M. Duclos, qui apparemment a senti le vice des deux nomenclatures dont je viens de parler, a pris un autre parti. « Mon, ton, son, ne sont point des pronoms, dit - il Remarque sur le chap. viij. de la II. part. de la gramm. gén. puisqu'ils ne se mettent pas à la place des noms, mais avec les noms mêmes: ce sont des adjectifs possessifs. Le mien, le tien, le sien, sont de vrais pronoms » Ce savant académicien juge que ces mots se mettent au lieu du nom qui n'est point exprimé; mais, comme je l'ai dejà dit, ce n'est point là le caractere distinctif des pronoms: & d'ailleurs les adjectifs mien, tien, sien, &c. ne se mettent pas au lieu du nom. On les emploie sans nom à la vérité, mais ils ont à un nom une relation marquée qui les assujettit aux lois de la concordance comme tous les autres adjectifs; & l'article qui les accompagne nécessairement est la marque la plus assurée qu'il y a alors ellipse d'un nom appellatif, la seule espece de mot qui puisse recevoir la détermination qui est indiquée par l'article.

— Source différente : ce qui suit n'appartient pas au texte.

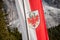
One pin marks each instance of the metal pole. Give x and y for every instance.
(25, 19)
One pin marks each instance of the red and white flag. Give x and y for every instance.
(35, 20)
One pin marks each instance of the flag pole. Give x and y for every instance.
(25, 19)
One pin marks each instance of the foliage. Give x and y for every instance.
(5, 34)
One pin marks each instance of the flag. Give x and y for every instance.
(35, 20)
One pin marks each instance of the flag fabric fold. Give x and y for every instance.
(36, 21)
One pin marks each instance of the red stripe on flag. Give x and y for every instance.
(41, 31)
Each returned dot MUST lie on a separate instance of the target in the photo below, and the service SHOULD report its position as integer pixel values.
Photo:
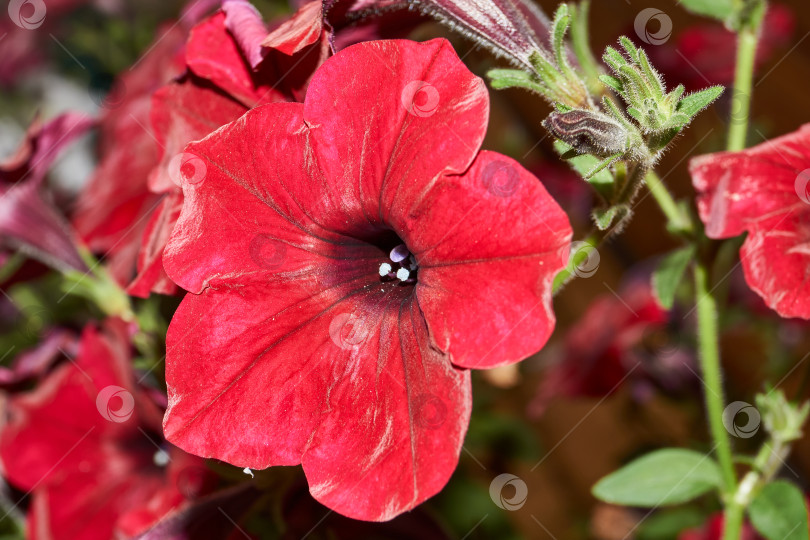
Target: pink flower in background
(85, 443)
(349, 259)
(764, 191)
(230, 70)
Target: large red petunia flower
(349, 258)
(111, 210)
(229, 72)
(765, 191)
(85, 444)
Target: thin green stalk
(709, 354)
(677, 220)
(743, 79)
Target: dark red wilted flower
(85, 444)
(619, 340)
(349, 258)
(29, 221)
(764, 190)
(229, 72)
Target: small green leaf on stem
(668, 275)
(664, 477)
(778, 512)
(694, 103)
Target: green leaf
(559, 27)
(694, 103)
(584, 164)
(664, 477)
(668, 523)
(716, 9)
(510, 78)
(604, 217)
(778, 512)
(668, 275)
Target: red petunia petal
(488, 244)
(371, 149)
(301, 30)
(151, 276)
(32, 224)
(292, 349)
(246, 26)
(763, 190)
(182, 112)
(213, 54)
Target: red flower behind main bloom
(219, 86)
(765, 191)
(80, 444)
(304, 341)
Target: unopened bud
(588, 132)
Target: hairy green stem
(676, 218)
(743, 79)
(709, 354)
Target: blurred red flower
(764, 190)
(620, 339)
(111, 210)
(349, 257)
(86, 445)
(704, 54)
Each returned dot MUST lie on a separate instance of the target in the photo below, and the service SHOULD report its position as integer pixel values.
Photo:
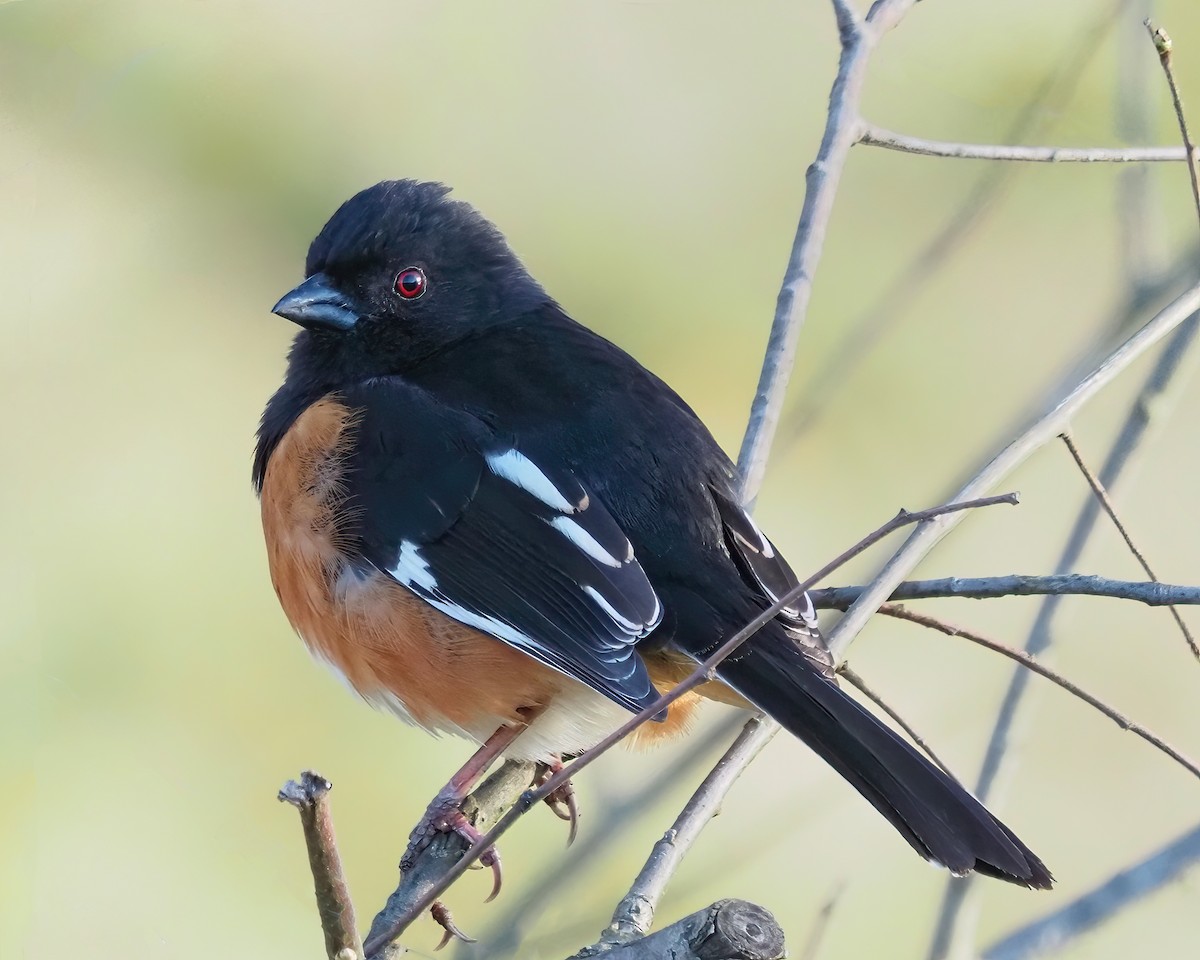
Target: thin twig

C'est donc la différence que j'ai observée entre les deux especes de possessifs, qui doit fonder celle des dénominations distinctives de ces especes. Mon, ton, son, &c. sont des articles possessifs, puisqu'ils renferment en effet dans leur signification, celle de l'article & celle d'une dépendance relative à quelqu'une des trois personnes du singulier ou du pluriel; que d'ailleurs ils font avec les noms qu'ils accompagnent l'office de l'article, qu'on ne peut plus énoncer sans tomber dans le vice de la périssologie. Mien, tien, sien, &c. sont de purs adjectifs possessifs, puisqu'ils ne servent qu'à qualifier le sujet auquel ils ont rapport, par l'idée d'une dépendance relative à quelqu'une des trois personnes du singulier ou du pluriel.

Content d'avoir examiné la nature des adjectifs possessifs, ce qui est véritablement de l'objet de l'Encyclopédie, je ne m'arrêterai point ici à détailler les différens usages de ces adjectifs par rapport à notre langue; c'est à nos grammaires françoises à discuter ces lois accidentelles de l'usage; mais je m'arrêterai à deux points particuliers, dont l'un concerne notre langue, & l'autre la langue allemande.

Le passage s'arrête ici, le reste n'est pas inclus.